The Key You Get While Eating

Do you experience feelings of pleasure and pleasure while eating accompanied by feelings such as regret and guilt after eating?

 Where our psyche is stuck, we are faced with emotional eating. Usually, in such cases, we eat to get some relief from the negative emotions created by unresolved problems, stressful and traumatic life events. However, the pleasure and happiness of eating soon leaves its place to feelings such as regret and guilt, and we are left with the fact that the emotions we tried to get rid of at first do not disappear but continue their entire existence.

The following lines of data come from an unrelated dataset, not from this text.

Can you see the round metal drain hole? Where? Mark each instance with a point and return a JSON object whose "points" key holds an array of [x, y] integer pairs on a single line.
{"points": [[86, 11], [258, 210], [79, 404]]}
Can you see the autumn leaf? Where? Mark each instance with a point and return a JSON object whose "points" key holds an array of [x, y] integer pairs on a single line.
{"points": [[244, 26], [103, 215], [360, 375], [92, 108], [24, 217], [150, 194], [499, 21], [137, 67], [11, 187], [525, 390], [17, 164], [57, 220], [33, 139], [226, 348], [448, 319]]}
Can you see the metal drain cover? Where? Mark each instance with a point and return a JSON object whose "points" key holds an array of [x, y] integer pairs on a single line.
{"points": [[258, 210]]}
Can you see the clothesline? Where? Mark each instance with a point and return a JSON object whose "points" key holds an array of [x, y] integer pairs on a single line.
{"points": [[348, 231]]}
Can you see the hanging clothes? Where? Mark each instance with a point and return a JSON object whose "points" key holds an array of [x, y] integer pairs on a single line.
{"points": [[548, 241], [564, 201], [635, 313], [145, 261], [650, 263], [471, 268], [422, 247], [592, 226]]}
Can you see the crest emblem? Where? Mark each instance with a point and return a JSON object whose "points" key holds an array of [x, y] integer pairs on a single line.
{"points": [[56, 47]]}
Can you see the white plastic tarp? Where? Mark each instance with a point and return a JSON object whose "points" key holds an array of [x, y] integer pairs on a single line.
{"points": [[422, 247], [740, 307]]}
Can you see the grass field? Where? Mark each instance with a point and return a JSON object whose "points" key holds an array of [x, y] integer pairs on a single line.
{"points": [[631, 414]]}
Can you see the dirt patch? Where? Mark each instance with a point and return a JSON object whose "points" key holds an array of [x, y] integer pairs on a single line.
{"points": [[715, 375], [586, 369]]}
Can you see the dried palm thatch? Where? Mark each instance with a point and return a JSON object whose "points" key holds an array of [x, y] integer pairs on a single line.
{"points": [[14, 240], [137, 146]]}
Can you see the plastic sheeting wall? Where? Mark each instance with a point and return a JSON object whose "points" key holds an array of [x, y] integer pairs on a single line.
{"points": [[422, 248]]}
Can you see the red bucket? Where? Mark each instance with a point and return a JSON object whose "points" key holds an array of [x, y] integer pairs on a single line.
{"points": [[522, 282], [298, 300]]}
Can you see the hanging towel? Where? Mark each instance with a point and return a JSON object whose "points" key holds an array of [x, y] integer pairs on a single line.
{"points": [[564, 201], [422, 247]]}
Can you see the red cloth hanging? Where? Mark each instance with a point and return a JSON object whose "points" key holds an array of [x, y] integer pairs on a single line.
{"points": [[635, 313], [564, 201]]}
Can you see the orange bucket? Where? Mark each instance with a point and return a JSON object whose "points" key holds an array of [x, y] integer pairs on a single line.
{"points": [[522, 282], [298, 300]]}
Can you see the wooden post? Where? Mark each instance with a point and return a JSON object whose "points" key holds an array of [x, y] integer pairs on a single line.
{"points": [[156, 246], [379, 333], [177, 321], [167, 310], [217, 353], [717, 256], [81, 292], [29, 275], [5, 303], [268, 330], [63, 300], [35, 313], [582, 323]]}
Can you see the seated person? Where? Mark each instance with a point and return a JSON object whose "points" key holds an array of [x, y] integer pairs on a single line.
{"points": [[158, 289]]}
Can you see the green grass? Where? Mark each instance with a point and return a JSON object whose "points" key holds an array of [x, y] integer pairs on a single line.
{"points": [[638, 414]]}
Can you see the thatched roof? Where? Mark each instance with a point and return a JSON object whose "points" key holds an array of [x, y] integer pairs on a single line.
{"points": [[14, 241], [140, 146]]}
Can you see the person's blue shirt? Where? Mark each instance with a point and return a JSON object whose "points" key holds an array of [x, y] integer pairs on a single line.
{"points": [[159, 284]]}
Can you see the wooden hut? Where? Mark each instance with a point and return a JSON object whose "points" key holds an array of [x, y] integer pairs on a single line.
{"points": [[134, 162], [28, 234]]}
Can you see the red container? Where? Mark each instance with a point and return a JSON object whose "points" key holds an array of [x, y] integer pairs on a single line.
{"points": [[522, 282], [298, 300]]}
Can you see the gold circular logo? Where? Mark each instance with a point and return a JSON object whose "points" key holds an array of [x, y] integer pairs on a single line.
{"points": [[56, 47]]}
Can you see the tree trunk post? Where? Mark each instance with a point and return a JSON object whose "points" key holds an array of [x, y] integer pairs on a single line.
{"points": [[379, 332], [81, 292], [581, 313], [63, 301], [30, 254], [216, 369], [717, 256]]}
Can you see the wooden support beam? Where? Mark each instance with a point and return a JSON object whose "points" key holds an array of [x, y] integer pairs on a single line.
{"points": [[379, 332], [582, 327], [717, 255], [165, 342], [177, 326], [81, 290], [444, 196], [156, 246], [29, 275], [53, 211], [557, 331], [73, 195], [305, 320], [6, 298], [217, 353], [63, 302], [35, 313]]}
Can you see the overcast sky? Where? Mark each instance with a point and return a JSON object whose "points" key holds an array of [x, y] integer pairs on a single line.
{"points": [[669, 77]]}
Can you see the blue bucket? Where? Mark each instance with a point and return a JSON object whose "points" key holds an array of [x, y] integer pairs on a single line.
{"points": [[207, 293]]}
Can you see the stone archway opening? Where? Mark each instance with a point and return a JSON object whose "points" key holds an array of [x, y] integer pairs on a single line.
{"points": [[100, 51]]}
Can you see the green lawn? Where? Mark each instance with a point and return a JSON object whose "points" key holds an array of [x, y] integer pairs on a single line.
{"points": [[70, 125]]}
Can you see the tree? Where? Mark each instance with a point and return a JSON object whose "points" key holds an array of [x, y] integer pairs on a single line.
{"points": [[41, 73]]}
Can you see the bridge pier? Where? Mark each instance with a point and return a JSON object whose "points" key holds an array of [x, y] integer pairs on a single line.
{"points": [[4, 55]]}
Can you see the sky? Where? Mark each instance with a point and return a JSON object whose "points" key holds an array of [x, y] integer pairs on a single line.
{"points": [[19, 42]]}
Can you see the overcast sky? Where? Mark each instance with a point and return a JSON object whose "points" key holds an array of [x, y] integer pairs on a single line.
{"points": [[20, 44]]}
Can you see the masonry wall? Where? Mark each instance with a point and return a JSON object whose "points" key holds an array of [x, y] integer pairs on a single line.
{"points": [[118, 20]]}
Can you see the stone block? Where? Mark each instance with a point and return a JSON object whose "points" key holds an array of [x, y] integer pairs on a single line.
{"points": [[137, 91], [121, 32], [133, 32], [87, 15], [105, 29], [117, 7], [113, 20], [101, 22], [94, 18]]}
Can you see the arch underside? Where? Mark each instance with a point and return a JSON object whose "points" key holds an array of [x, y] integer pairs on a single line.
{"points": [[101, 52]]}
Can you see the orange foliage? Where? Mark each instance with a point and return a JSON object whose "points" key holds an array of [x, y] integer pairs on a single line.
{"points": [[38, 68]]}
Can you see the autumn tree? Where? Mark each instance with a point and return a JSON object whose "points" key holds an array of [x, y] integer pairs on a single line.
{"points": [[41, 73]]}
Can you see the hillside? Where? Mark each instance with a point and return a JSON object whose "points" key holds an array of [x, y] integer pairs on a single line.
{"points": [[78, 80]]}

 How Can We Distinguish Emotional Hunger from Physiological Hunger?

 While physiological hunger occurs over a period of time, emotional hunger often comes on suddenly.

 While there is a feeling of satiety after food consumption in physiological hunger, it is relatively difficult to reach the feeling of satiety in emotional hunger.

 In physiological hunger, there is an awareness of the foods consumed, while in emotional hunger there is "binge eating" without knowing what you are eating.

 While there is a feeling of satisfaction after eating in physiological hunger, feelings such as regret and guilt dominate after eating in emotional hunger.

 While you can stop yourself in physiological hunger, the feeling of control in emotional hunger pushes the person even more.

 Why do we need emotional eating behavior?

 The only area in which man is in control of himself is his own body. Whatever we do, he gives us, we become what we do. An emotional hunger-based eating behavior emerges and is shaped by the desire to control negative emotions. Intense negative emotions are triggered in moments of feeling, and when alone there is a tendency to go unnoticed. After the eating behavior, the person feels weak, unsuccessful, worthless, inadequate and loses his dominance over the emotions he tries to control.

 Emotional eating and dieting

 People with Emotional Eating problems often have a history of dieting. The person is so focused on self-control that he or she may be at the point of not being able to realize whether he is dieting voluntarily or "as it should be". One of the reasons dieting often doesn't work is that the main problem is not eating or losing weight. The person clings to food for emotional reasons that he cannot resolve.

 Instead of suppressing our emotions, trying to change them or running away from them, listening to our emotions and focusing on what they want to tell will help us to process them more healthily. Recognizing, accepting, making sense, expressing are the basic components of the process that will reduce the need for emotional eating behavior.

 Continuing by ignoring the situations that are a problem for you and disturbing you in life, or thinking about creating new ways for yourself. Which one makes you feel closer?